Nita’s mother dies about a month before the start of this book, and she’s fallen into a depression. Meanwhile, Kit has started on a new assignment, looking for an autistic eleven year old potential wizard who’s been on Ordeal for three months now.
The differences between the two editions of the book have a lot to do with the autistic wizard, Darryl McAllister. The original had some serious problems with its portrayal of autism. When Diane Duane was reworking the series to set all of the books in the 2000s, she went back and on the advise of autistic readers changed parts of A Wizard Alone, in particular the ending. These two reviews are by autistic reviewers who compare and contrast the two versions depiction of autism. Note that both involve spoilers. If you have the option, I heavily recommend that you read the revised New Millennium Edition.
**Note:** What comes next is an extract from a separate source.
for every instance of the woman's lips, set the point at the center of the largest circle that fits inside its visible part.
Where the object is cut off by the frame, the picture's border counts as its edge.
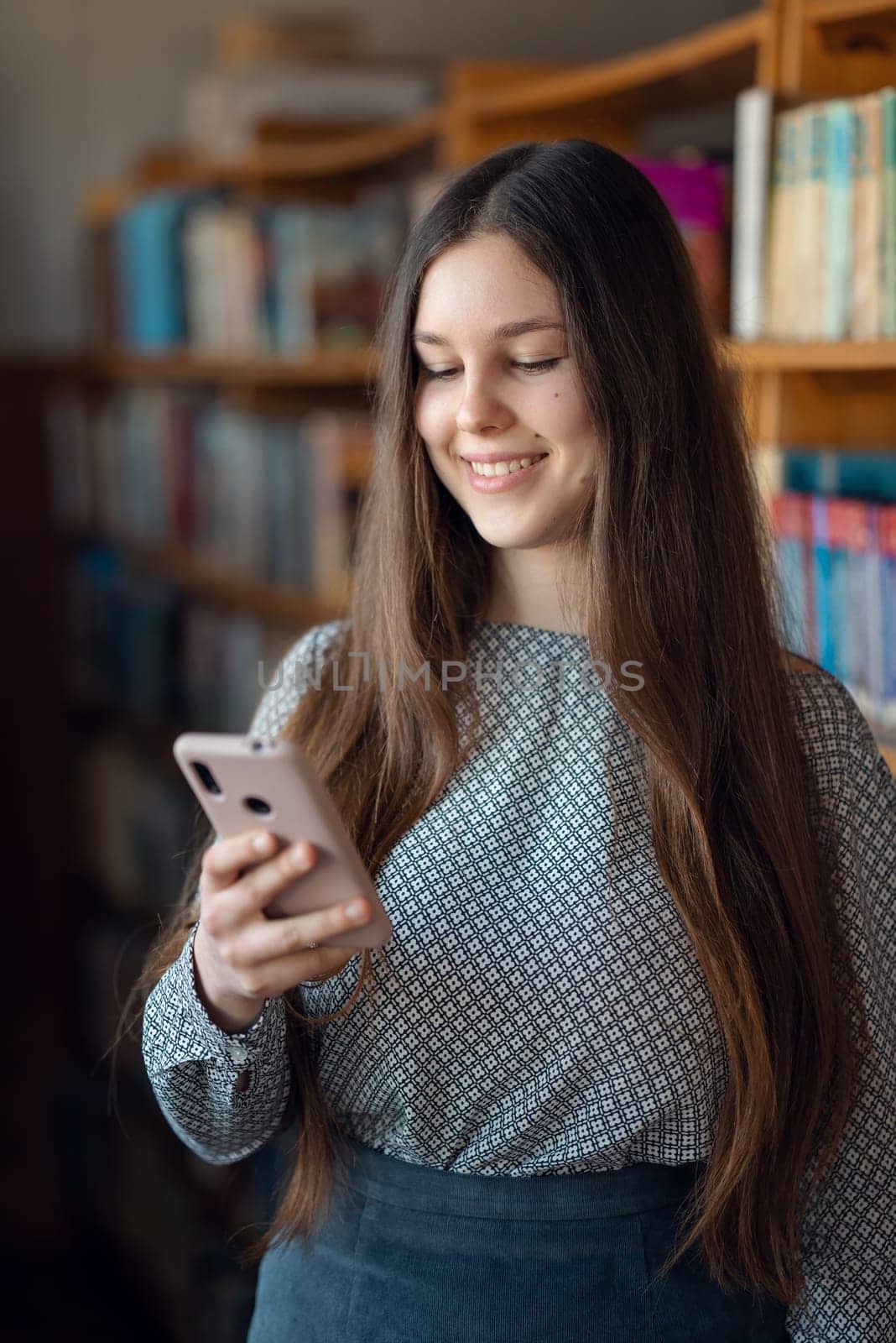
(497, 483)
Given the weightiness of Nita’s initial sections, I really appreciated the lighter sections with Kit’s family. I love the ongoing humor with the disagreement between the TV and the remote, and I liked seeing more of his family’s dynamic. Ponch, Kit’s dog, has been playing a larger role since the last book, and I absolutely adore him. He’s got to be one of my favorite literary canines. Ponch has been going through changes with his owner being a wizard, and there’s a moving scene where he connects how he feels upset when is person is hurt to realizing that other people can be hurt as well. Yet through all of it, he remains such a recognizable dog, especially in his schemes to get more dog biscuits.
A Wizard Alone has a smaller scale than some of the other Young Wizard books. It’s not about millions of lives being at risk, but instead focuses on Nita, Kit, and Darryl. Possibly it was a bit slower because of this, but it’s still a book that I really enjoyed.
I highly recommend this series for a lot of reasons I’ve already gone over in my reviews of the previous books.